Spectators should not count as part of the active player base on the server, they should be seperate.

#14 - May 1, 2013, 9:55 a.m.
Blizzard Post

This is intentional for performance reasons. We’ve been very clear on the limitations of the in-game spectator mode and how it is not a global observer mode. An observer mode that allows thousands of live viewers is much more difficult and complicated technology. What we have will still go a long way in fostering community building, learning, and shoutcasting.

#27 - May 1, 2013, 10:21 a.m.
Blizzard Post

so basically if someone hosts a tournament with all of the top teams, they can only invite 10 people to watch and everyone else has to find a stream… lol, yea that will really build the community.

Yup, and while some shoutcasts are fine Id much rather have control of my own camera and look at what I find important, not someone else.

that is the whole point of observer mode, to be able to have your own control, view peoples stats/specs, etc. With the way it is setup, unless you are friends with the top teams, you will be relegated to watching a shoutcast/stream and hope you don’t miss whatever time they have to actually inspect the players. All we got was basically a shoutcast mode. Oh you play a thief and want to watch the thief? sorry streamer is focusing on the mesmer and ele.

Yup, I agree. The individual implementation of spectator mode is great. How they set up who can view as a spectator for a given arena is absolutely terrible. A complete step backwards from their working implementation of this feature in GW1 which is now what, 7 years old?

Guild Wars 2 is a completely different game. You cannot take Gw1 features and just drop them in a brand new engine. Gw1 was a simpler game, which made observer mode less complicated than how it would work in Gw2. For example, Gw1 did not use Havok. Of course we would all love observer mode, but this is certainly a step forward, which is better than nothing at all. The current spectator feature is still something we would implement anyways for added support of a neutral team. Plus it allows us to start iterating on shoutcasting UI.

#46 - May 1, 2013, 11:15 a.m.
Blizzard Post

… which is better than nothing at all…

Ahh the new found mantra of A-net. If you continue down this path, all of these little choices of “better than nothing” will lead inevitably to people taking the choice of nothing and moving on.

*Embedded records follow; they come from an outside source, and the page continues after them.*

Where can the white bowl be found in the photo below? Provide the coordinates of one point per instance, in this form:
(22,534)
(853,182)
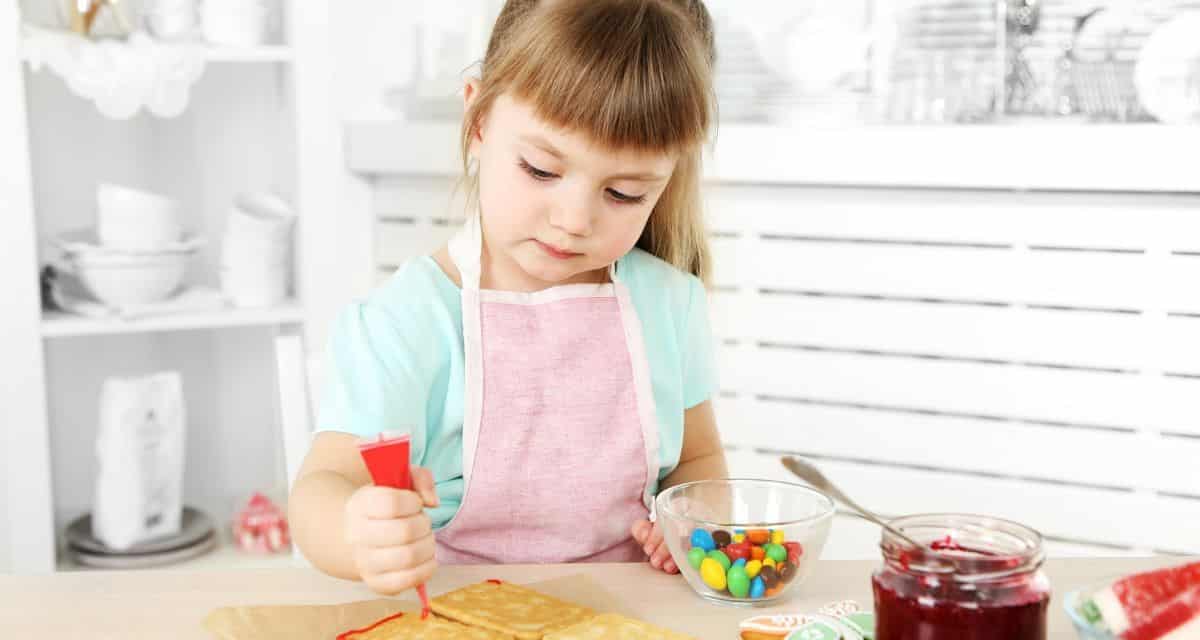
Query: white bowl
(131,219)
(262,216)
(130,279)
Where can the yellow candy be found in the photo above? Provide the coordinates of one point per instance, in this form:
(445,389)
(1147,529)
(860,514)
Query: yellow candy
(713,574)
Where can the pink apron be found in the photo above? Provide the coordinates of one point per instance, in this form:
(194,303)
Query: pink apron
(559,432)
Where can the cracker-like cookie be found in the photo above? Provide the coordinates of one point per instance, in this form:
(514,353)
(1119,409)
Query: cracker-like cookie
(612,626)
(509,609)
(412,627)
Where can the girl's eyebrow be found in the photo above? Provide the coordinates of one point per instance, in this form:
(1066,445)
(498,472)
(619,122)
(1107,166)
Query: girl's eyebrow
(544,144)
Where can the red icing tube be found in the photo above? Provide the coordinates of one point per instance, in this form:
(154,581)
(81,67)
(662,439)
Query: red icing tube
(387,460)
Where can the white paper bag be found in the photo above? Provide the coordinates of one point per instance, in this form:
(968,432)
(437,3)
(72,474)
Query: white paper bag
(141,458)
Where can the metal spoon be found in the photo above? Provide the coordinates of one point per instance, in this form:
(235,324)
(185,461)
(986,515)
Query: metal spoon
(813,476)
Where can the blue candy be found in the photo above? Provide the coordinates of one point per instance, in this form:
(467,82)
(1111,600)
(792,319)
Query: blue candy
(702,539)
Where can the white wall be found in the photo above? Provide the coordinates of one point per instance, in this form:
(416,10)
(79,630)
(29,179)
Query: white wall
(231,139)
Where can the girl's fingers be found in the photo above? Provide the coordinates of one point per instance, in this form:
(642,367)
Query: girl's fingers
(639,531)
(653,540)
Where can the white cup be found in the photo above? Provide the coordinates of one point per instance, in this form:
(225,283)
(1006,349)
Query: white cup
(255,286)
(238,23)
(130,219)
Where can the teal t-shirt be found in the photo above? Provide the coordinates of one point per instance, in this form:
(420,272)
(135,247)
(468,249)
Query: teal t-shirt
(395,362)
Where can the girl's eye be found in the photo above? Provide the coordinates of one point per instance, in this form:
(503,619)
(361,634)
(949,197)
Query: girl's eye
(538,174)
(625,198)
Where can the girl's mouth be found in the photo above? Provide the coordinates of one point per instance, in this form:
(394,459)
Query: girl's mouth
(555,252)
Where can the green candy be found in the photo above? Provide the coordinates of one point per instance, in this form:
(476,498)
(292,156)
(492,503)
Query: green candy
(719,556)
(738,582)
(777,552)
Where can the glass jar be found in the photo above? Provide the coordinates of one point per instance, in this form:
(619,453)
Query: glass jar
(981,580)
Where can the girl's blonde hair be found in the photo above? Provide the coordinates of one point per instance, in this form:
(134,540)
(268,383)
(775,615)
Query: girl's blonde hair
(631,75)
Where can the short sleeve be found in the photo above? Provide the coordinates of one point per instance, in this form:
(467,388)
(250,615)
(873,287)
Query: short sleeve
(699,362)
(373,377)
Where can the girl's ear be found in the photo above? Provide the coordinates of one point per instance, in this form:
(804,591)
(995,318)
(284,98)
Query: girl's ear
(469,94)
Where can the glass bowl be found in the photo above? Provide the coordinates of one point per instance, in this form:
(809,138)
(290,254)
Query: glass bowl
(744,542)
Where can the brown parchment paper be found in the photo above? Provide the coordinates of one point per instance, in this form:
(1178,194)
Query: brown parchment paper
(325,622)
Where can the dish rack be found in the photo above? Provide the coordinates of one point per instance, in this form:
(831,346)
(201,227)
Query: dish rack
(1104,89)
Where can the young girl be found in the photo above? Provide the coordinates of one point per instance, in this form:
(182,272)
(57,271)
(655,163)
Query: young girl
(553,362)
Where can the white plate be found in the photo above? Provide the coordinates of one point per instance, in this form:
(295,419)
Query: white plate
(1168,71)
(84,241)
(195,526)
(103,561)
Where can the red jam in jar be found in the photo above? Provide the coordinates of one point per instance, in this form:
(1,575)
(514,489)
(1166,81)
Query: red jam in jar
(979,579)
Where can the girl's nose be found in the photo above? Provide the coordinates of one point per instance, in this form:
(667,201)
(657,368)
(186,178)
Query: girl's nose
(575,219)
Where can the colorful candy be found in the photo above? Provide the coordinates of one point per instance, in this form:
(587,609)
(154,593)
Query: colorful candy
(777,552)
(738,550)
(793,552)
(738,582)
(754,563)
(712,573)
(721,558)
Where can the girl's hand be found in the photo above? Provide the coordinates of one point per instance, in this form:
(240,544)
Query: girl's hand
(649,536)
(390,534)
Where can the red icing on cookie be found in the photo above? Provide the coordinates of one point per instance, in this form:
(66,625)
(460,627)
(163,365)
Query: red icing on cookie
(348,635)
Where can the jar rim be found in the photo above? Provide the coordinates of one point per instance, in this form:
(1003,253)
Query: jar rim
(993,548)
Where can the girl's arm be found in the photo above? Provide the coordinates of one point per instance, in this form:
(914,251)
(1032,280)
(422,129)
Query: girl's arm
(702,456)
(330,473)
(349,528)
(701,459)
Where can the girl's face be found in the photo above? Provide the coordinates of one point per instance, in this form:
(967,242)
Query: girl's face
(556,208)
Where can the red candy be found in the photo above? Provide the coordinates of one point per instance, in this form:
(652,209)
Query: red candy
(793,552)
(738,551)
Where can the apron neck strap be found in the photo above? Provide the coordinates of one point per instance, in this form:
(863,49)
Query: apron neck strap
(467,246)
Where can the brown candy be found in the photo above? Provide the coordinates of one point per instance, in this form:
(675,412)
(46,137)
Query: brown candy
(786,572)
(721,538)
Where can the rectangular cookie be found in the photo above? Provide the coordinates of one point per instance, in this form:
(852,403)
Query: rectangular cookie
(509,609)
(615,626)
(412,627)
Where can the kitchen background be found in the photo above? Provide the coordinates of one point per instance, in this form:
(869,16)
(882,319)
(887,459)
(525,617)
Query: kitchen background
(958,245)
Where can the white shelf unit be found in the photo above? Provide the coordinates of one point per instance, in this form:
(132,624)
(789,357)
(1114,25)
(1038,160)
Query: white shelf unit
(59,324)
(259,119)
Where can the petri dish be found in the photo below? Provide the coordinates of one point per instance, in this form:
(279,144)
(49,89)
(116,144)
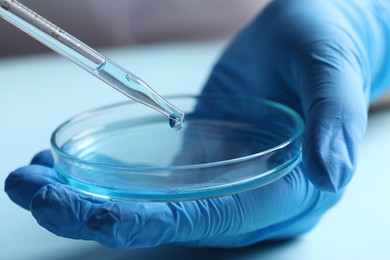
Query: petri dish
(228,145)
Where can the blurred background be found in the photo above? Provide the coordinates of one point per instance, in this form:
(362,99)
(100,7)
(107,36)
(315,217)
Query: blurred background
(102,23)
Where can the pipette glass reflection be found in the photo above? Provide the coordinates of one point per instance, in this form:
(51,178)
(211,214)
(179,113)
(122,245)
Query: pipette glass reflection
(88,59)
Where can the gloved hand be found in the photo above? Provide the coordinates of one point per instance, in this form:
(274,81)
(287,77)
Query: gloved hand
(325,59)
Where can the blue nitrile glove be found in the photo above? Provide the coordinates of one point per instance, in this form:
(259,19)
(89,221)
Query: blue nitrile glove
(326,59)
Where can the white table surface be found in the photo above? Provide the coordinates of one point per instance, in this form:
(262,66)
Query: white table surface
(37,93)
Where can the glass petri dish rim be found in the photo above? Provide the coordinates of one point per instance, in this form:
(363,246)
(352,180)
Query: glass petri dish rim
(297,119)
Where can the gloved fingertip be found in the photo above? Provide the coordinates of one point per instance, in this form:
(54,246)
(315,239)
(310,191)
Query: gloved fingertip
(22,184)
(50,207)
(44,158)
(330,163)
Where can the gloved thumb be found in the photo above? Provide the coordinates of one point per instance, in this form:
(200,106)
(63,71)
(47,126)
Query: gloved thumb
(335,107)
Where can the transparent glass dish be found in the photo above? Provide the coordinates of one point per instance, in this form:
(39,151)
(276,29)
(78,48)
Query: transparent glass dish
(227,145)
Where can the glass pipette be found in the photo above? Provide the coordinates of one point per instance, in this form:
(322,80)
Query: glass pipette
(88,59)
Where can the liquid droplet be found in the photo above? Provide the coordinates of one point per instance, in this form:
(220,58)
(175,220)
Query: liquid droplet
(176,121)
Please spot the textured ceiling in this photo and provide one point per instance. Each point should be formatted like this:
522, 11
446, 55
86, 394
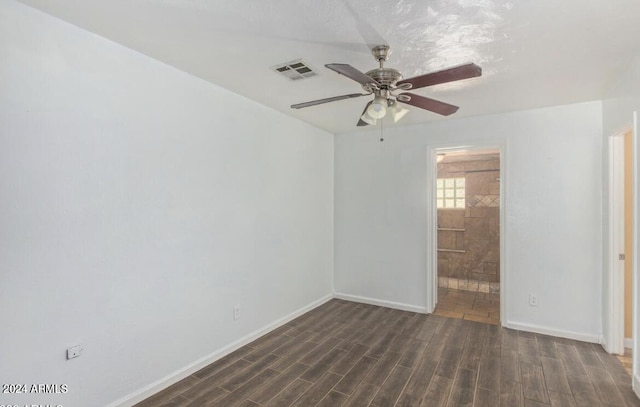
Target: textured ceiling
533, 53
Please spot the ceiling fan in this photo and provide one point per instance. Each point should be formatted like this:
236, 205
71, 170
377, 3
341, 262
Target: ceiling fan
388, 88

Like I said, we needed this technology anyways. It’s great that it can fill some of the roles of observer mode before we actually have observer mode

#53 - May 1, 2013, 11:55 a.m.
Blizzard Post

… which is better than nothing at all…

Ahh the new found mantra of A-net. If you continue down this path, all of these little choices of “better than nothing” will lead inevitably to people taking the choice of nothing and moving on.

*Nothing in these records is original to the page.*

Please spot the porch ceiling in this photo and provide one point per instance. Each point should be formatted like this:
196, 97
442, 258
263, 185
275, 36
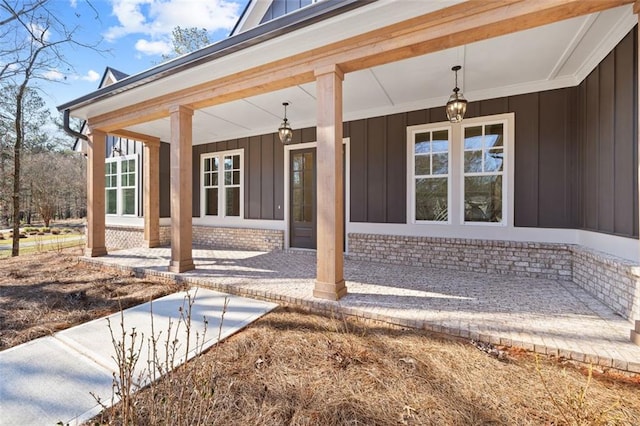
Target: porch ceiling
542, 58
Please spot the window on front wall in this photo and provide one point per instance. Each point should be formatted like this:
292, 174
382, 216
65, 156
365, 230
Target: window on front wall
222, 184
483, 173
431, 175
121, 186
458, 172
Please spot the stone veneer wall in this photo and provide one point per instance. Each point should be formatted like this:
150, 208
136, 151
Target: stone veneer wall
612, 280
238, 238
502, 257
124, 237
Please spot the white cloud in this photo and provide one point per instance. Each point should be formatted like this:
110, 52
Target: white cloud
54, 75
157, 18
153, 47
91, 75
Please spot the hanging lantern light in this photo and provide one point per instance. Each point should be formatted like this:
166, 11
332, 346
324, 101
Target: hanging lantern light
457, 104
284, 131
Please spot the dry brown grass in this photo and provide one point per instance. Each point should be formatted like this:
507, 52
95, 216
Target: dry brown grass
46, 292
295, 368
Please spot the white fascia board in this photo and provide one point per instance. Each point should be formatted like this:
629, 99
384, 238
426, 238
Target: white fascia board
358, 21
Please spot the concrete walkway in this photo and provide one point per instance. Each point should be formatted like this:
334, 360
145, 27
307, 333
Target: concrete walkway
542, 315
49, 380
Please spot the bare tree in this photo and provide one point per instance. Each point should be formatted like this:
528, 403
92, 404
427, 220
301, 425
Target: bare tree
31, 41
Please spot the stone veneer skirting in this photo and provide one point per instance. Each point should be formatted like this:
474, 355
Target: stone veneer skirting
238, 238
125, 237
613, 281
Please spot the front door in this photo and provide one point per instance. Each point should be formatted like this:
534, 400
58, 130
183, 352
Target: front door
303, 198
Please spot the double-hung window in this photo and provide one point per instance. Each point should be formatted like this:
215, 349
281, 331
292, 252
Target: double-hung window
483, 172
121, 186
458, 174
431, 175
222, 177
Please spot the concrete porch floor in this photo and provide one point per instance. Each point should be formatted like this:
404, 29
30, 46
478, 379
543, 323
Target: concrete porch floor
541, 315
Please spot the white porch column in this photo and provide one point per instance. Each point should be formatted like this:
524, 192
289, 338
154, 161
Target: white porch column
330, 272
151, 192
181, 181
96, 146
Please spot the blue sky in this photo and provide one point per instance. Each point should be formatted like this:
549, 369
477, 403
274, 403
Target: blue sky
135, 33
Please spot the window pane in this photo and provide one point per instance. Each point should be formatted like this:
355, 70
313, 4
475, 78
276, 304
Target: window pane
473, 161
493, 135
483, 199
423, 164
297, 163
211, 202
111, 201
440, 164
432, 199
129, 201
440, 141
493, 160
473, 137
422, 145
233, 201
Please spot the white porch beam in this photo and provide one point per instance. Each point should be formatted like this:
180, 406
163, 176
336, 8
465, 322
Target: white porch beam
453, 26
330, 215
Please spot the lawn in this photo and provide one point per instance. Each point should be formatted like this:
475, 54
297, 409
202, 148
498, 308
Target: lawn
34, 243
294, 367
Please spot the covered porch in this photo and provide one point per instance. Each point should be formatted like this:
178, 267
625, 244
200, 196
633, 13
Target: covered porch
232, 91
542, 315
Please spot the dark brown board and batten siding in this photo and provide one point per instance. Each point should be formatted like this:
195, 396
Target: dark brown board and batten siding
575, 156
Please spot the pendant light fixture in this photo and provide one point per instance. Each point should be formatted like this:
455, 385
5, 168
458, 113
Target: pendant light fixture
284, 131
457, 105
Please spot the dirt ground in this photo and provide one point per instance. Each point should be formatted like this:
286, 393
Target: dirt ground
293, 367
46, 292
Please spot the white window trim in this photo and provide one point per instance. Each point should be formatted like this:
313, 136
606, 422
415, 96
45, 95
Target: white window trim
456, 172
507, 149
411, 176
119, 207
221, 216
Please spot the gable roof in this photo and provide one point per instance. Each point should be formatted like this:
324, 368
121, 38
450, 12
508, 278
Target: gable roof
110, 76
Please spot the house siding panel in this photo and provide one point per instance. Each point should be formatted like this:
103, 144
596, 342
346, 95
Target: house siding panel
376, 170
527, 123
575, 155
607, 134
267, 181
358, 151
253, 178
396, 200
165, 180
554, 172
625, 207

Like I said, we needed this technology anyways. It’s great that it can fill some of the roles of observer mode before we actually have observer mode

So is this then confirmation that a full observer mode with a higher limit of concurrent viewers is actively being designed/developed/tested?

It must be a disconnect in communication. I assumed, his original comment meant that there were technical limitations preventing observer mode. Now it sounds like it is something they are working on…Clarification please.

There are definitely technical limitations we have not solved.